Amid a long-running tussle with Europe and the United States over the annexation of Ukrainian region of Crimea, Russia is looking for alternative markets and wants to capitalise on the growing demand in South Asia.
Russia, which controls and manages huge gas reserves in energy-rich Iran, plans to export gas by laying an offshore pipeline through Gwadar Port to Pakistan and India, which are seen as alternative markets because Moscow fears it may lose energy consumers in Europe over the Crimea issue, the English daily Express Tribune reported.
Russia has been a big gas exporter to European Union (EU) countries and Turkey since long and despite US anger the European bloc has continued to make imports to meet its energy needs.
Moscow receives gas from Turkmenistan and then exports it to EU states. Later, it has got gas deposits in Iran as well and is looking to gain a foothold in the markets of Pakistan and India.

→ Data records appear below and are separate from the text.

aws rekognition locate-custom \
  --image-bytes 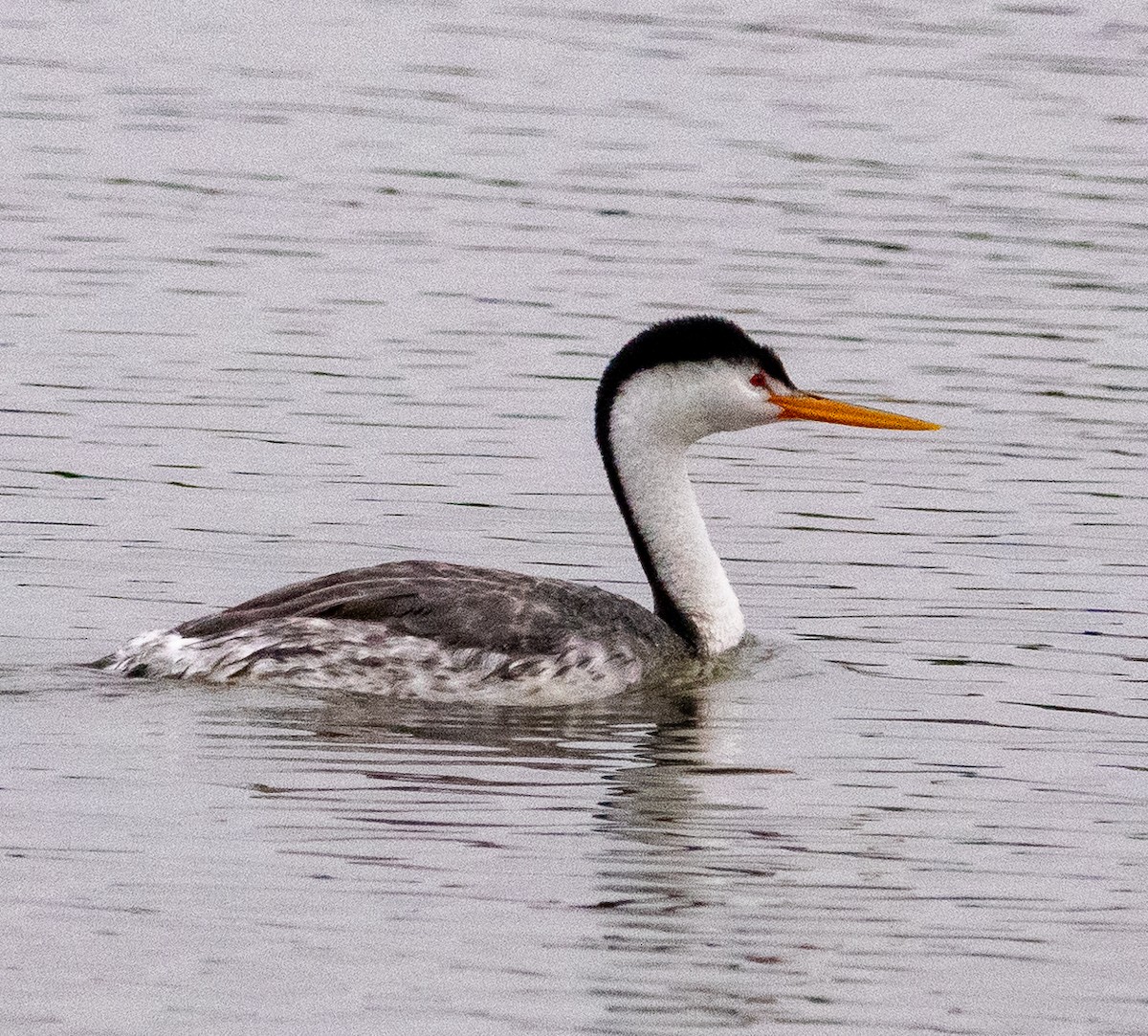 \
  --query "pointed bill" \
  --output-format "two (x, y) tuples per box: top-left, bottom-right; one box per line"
(769, 395), (941, 431)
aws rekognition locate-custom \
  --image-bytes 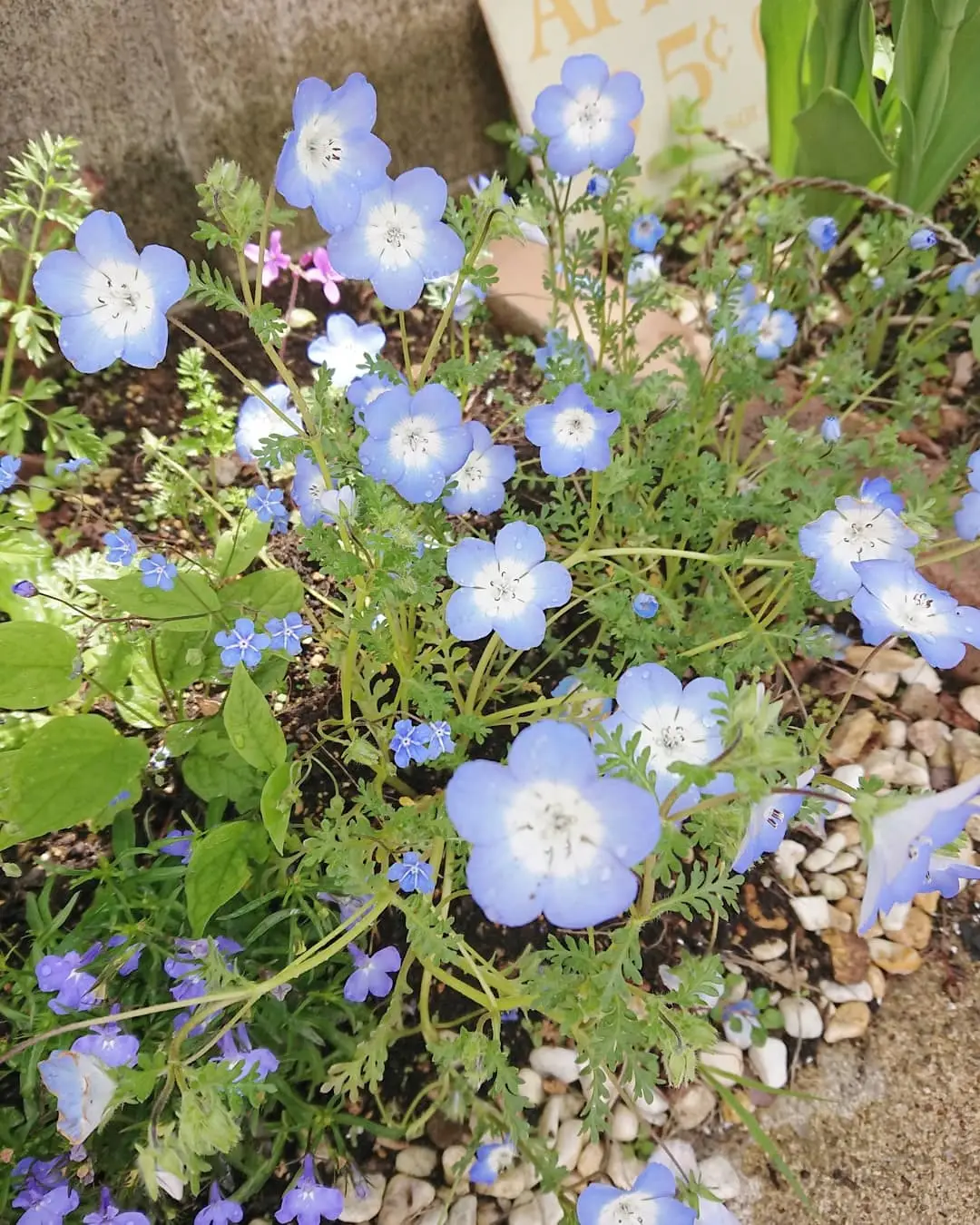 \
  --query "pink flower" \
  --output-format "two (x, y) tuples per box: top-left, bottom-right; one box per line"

Earlier, Pakistan and Russia had reached an understanding on signing the offshore gas pipeline agreement during Prime Minister Shahid Khaqan Abbasi’s visit to Sochi, Russia. Now, during the upcoming trip, the two sides are poised to ink memoranda of understanding (MoUs) for the offshore pipeline and the North-South (Lahore-Karachi) LNG pipeline.
Pakistan has been experiencing gas shortages, particularly in winter, for the past one decade as domestic production especially in the South-Western province of Balochistan has stood static with new additions being offset by depleting old deposits.
In a bid to tackle the crisis, the present government previously led by former Prime Minister Nawaz Sharif and now Shahid Khaqan Abbasi has kicked off LNG imports from Qatar under a 15-year agreement two and a half years ago and is bringing supplies through other sources as well.